Google's love for India is not unknown. India is the third largest internet user after China and US. The Telecom Regulatory Authority of India (TRAI) pegged the number of Internet subscribers in India at 164.81 million as of March 31, 2013, with seven out of eight accessing the Internet from their mobile phones.
Going by the population size too, India ranks second with 1.32 billion people against China's 1.38 billion. For Google to operate in a closed market like China is not feasible as it's all about numbers for this player. With the rapidly growing internet users in India, Allo knows the market to tap.
Google has launched many products that are aimed to cater to the Indian population. It launched Android One phones in India first, followed by a free Wi-Fi programme for high-speed internet, a custom version of YouTube for India, YouTube Go and Google today announced that it will open a new Google Cloud Region in Mumbai. Expected to be live in 2017, the India cloud region is aimed at offering Google Cloud Platform services to Indian developers and enterprise customers.
Many observers have remarked that Google Allo has been designed keeping in mind India's needs. Allo does not support Google account logins or even using multiple devices. Simply put, it has no version for desktops, tablets or web.
The single-device limitation is a deal-breaker for many in developed countries. According to statistics on Google Public Data, as of March 2015, the US and UK average connected device per adult is 3.3. Whereas in India, it's as low as 0.8 connected devices per adult. So while Google has decided not to allow multiple-device usage unlike Hangouts or Facebook Messenger, it is focussed on the developing and rapidly growing Indian internet users.
With Google being so India friendly, Allo must, by all means be a product to disrupt the messaging app market.

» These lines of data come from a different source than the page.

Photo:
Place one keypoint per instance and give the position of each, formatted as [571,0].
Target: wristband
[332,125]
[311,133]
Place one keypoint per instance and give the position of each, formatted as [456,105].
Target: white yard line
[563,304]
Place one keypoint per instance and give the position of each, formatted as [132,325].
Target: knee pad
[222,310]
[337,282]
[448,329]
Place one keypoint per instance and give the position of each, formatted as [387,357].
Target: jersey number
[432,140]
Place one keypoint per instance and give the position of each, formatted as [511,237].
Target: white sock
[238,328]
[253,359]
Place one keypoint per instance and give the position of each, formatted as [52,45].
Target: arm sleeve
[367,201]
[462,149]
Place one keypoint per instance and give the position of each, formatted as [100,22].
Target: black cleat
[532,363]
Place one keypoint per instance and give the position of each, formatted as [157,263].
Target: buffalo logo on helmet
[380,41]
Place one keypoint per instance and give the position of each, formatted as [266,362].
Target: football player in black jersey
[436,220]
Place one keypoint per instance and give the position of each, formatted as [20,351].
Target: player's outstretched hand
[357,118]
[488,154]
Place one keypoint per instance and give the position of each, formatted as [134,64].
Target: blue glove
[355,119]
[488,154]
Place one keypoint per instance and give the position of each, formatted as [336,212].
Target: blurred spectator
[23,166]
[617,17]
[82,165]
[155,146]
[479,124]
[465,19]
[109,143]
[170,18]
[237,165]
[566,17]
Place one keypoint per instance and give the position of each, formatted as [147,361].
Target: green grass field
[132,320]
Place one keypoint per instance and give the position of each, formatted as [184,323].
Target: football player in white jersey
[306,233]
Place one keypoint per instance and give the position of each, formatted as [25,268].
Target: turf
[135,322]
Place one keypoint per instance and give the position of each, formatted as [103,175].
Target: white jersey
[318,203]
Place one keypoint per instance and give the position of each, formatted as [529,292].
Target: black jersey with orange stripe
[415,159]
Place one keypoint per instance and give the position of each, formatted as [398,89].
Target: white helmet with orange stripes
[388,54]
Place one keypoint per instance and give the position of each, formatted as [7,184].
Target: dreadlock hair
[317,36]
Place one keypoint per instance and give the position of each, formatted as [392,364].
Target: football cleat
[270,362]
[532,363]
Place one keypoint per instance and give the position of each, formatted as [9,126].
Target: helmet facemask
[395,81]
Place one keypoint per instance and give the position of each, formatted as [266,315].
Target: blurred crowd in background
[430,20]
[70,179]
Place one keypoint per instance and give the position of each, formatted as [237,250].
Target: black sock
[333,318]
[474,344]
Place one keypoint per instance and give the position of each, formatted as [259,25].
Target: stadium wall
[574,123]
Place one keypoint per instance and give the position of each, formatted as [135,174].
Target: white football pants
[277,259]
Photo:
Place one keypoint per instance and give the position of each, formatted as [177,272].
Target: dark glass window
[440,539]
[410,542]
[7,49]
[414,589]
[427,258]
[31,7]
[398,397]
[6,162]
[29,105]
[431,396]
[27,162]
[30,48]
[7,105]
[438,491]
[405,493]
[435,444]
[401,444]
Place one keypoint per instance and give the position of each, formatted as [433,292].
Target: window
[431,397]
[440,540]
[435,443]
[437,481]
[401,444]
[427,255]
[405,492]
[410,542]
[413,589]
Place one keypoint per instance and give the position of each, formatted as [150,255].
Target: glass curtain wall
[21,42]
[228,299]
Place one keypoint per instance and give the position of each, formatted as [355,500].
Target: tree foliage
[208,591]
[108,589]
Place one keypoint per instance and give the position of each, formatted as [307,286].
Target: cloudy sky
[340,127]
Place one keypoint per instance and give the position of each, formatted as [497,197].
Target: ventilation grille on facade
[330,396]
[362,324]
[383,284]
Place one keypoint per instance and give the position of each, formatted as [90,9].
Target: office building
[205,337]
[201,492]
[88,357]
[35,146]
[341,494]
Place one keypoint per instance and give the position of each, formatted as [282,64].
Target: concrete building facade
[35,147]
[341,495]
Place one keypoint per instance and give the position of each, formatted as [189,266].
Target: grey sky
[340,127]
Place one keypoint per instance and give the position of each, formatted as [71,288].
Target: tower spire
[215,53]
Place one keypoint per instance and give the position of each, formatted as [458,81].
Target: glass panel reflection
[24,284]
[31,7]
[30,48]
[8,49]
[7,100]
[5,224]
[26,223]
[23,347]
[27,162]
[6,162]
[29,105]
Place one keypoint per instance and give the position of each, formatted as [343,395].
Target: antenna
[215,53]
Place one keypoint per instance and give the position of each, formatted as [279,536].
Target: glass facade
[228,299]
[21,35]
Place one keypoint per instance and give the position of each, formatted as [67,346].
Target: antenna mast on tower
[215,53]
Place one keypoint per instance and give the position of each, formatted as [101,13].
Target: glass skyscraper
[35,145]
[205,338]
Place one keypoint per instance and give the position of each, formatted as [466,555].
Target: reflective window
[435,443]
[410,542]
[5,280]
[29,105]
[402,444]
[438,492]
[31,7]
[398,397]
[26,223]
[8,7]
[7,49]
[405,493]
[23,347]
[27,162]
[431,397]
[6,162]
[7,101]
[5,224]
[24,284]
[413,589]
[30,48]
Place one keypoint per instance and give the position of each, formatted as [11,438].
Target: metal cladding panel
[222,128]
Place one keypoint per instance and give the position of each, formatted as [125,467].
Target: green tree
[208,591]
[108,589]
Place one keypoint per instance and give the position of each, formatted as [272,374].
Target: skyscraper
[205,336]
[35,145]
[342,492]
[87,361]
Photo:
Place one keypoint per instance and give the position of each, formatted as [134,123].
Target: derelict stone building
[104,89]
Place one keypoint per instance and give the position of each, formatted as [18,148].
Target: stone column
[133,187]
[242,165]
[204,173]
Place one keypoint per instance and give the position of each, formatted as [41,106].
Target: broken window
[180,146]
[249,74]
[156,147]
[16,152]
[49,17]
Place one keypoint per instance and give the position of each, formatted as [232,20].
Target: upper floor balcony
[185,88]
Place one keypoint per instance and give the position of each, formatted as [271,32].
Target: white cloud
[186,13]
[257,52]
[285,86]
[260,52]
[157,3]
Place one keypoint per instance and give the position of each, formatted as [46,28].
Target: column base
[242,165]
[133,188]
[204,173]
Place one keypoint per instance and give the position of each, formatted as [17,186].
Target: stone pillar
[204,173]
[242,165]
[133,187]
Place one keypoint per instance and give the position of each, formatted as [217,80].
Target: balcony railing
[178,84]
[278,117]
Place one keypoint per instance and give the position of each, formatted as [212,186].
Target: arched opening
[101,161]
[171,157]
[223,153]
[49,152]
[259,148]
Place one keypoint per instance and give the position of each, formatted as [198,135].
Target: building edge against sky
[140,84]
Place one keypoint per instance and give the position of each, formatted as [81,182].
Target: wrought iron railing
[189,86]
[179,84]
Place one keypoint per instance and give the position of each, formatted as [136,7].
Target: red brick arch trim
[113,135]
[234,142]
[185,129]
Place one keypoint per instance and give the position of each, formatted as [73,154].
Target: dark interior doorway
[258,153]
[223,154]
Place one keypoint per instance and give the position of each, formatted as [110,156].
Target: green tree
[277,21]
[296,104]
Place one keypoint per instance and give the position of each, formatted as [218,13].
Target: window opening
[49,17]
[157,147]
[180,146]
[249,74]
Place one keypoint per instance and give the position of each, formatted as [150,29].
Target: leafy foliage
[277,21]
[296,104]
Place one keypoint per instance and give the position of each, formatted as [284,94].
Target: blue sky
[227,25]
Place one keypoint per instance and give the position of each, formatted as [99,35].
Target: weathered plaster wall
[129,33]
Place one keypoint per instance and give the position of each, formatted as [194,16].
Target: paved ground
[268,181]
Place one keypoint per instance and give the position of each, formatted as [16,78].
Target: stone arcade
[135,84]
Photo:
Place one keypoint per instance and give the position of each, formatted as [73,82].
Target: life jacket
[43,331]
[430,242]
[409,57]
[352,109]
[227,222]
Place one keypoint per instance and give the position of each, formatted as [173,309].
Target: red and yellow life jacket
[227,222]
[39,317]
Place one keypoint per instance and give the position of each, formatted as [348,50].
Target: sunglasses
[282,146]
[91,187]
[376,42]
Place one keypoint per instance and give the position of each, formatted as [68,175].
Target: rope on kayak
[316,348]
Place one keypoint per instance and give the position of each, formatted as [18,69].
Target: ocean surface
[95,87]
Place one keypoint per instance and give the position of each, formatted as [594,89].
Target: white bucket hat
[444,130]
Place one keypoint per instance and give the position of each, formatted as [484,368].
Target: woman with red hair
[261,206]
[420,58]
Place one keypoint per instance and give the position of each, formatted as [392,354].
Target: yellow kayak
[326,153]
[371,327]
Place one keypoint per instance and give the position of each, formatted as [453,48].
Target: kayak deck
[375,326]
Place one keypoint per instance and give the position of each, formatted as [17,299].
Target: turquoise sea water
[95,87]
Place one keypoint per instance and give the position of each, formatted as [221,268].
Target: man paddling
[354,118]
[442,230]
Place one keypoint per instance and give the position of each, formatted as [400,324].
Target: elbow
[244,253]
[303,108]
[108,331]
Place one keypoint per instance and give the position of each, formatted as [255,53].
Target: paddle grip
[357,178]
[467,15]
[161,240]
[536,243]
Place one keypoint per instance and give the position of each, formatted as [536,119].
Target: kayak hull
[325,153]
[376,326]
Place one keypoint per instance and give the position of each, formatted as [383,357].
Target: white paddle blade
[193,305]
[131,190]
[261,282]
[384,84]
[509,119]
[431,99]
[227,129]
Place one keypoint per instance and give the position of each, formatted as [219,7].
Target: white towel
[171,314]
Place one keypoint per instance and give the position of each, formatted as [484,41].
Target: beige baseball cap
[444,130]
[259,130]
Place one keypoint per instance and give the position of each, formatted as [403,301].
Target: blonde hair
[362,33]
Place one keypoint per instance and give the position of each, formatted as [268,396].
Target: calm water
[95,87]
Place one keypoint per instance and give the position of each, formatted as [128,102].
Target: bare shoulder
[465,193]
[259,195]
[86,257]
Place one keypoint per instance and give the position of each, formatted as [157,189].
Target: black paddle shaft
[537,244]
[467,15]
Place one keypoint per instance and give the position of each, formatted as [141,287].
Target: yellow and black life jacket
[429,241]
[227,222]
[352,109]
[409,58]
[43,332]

While some experts have given great reviews, calling the personal assistant 'cool' and 'smart', some have also expressed concerns about the same.

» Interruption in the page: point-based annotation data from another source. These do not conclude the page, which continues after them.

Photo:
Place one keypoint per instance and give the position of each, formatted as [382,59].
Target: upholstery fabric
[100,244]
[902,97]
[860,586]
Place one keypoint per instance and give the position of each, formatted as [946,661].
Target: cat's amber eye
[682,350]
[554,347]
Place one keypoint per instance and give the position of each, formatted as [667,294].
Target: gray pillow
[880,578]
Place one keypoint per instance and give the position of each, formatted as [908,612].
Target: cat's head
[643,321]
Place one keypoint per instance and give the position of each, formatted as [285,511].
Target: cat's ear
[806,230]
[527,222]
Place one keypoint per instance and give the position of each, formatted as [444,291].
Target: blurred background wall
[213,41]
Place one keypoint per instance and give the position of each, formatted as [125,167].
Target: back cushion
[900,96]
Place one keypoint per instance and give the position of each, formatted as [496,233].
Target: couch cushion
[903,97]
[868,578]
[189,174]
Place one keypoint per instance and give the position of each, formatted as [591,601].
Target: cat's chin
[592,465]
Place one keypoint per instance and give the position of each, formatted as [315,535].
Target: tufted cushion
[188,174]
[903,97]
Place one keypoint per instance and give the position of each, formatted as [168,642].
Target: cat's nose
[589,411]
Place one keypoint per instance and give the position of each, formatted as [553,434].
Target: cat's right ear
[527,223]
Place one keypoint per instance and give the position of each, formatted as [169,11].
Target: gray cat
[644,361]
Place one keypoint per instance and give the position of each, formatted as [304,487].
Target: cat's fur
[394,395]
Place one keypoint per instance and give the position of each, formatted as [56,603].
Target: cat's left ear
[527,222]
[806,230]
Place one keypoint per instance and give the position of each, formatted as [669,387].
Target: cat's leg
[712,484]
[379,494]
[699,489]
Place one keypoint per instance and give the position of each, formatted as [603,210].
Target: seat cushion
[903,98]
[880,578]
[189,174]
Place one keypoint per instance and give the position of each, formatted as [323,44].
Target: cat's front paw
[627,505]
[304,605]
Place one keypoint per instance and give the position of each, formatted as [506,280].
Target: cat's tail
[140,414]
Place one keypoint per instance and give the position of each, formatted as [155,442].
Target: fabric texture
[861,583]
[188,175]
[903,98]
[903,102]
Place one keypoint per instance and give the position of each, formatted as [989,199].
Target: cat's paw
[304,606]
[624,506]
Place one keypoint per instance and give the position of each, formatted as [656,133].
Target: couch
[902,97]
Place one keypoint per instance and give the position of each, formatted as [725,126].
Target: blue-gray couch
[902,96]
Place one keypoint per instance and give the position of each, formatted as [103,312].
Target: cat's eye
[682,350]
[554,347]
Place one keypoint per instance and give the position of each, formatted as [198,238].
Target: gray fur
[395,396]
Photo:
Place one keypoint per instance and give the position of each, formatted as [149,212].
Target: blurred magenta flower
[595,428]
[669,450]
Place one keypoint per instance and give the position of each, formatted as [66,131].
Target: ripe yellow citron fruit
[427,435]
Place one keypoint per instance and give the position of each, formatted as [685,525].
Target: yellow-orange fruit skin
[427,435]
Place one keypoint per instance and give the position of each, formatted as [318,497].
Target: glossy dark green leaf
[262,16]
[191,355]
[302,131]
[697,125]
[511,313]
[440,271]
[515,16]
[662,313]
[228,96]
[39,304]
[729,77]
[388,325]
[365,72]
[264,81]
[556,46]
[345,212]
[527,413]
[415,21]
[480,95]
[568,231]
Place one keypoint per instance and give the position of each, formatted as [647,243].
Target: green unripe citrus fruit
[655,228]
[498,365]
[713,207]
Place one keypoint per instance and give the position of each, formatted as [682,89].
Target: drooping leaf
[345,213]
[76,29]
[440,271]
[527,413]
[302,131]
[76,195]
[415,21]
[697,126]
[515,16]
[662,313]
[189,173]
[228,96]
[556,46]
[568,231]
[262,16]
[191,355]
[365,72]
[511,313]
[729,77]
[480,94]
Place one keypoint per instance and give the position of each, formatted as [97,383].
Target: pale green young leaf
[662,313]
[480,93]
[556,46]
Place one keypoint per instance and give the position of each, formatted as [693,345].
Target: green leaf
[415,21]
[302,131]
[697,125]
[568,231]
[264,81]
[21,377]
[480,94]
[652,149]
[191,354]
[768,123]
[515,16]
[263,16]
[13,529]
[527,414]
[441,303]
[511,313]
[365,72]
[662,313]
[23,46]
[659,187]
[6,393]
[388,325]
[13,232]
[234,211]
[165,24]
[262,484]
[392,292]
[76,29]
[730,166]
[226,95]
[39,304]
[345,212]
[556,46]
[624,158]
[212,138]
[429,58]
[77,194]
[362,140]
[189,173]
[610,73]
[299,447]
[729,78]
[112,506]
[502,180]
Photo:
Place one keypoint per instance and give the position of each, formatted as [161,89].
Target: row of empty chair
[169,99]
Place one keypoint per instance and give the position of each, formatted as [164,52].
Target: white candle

NSA whistle-blower, Edward Snowden described Allo in a tweet as, "A Google app that records every message you ever send and makes it available to police on request."
As Google unveiled Allo, it explained how one could expect end-to-end encryption incognito mode and that the storing of messages would be ephemeral. A move that would help Google Assistant to be more accurate and intelligent.

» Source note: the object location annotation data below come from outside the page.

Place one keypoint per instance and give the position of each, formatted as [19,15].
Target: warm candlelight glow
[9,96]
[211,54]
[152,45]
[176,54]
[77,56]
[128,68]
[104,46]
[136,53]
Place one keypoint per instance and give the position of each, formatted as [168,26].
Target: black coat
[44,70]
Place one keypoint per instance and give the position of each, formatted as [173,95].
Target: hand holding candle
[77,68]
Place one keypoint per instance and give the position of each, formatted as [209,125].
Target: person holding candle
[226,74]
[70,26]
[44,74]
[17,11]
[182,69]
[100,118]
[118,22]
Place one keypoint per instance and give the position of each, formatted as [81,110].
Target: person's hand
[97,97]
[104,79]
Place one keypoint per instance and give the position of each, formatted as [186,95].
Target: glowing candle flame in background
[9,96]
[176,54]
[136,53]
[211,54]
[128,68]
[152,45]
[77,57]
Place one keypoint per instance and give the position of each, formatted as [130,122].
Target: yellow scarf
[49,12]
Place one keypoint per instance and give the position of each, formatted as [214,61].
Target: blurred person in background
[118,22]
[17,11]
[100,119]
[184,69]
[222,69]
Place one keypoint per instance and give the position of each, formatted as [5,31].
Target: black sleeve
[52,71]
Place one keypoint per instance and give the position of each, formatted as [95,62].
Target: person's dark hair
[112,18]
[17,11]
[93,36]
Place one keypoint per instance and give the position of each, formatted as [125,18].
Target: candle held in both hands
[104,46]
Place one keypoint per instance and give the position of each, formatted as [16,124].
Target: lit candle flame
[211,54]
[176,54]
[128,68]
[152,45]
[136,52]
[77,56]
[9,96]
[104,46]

Once launched, users gathered, that all messages not using Allo's built-in incognito mode will indefinitely be stored in Google's servers.
For example, in a conversation on Allo, if a user mentions the word 'cafe', Google Assistant will immediately list the cafes in the area. However, if one choses to chat with the Incognito mode on, Google Assistant is unavailable. Therefore, if one choses to keep the conversation private with end-to-end encryption, one cannot use Assistant.
So is Allo worth being used? Yes it is! While most would be concerned about storing of data exchanged on Allo, one can manually delete the messages that are being stored on Google's servers when not using incognito mode. However, Allo's terms of service state that it can turn over any data if they receive a lawful warrant against any user. With all messages stored indefinitely on Google's servers, unless deleted manually, law enforcement will have direct access to them.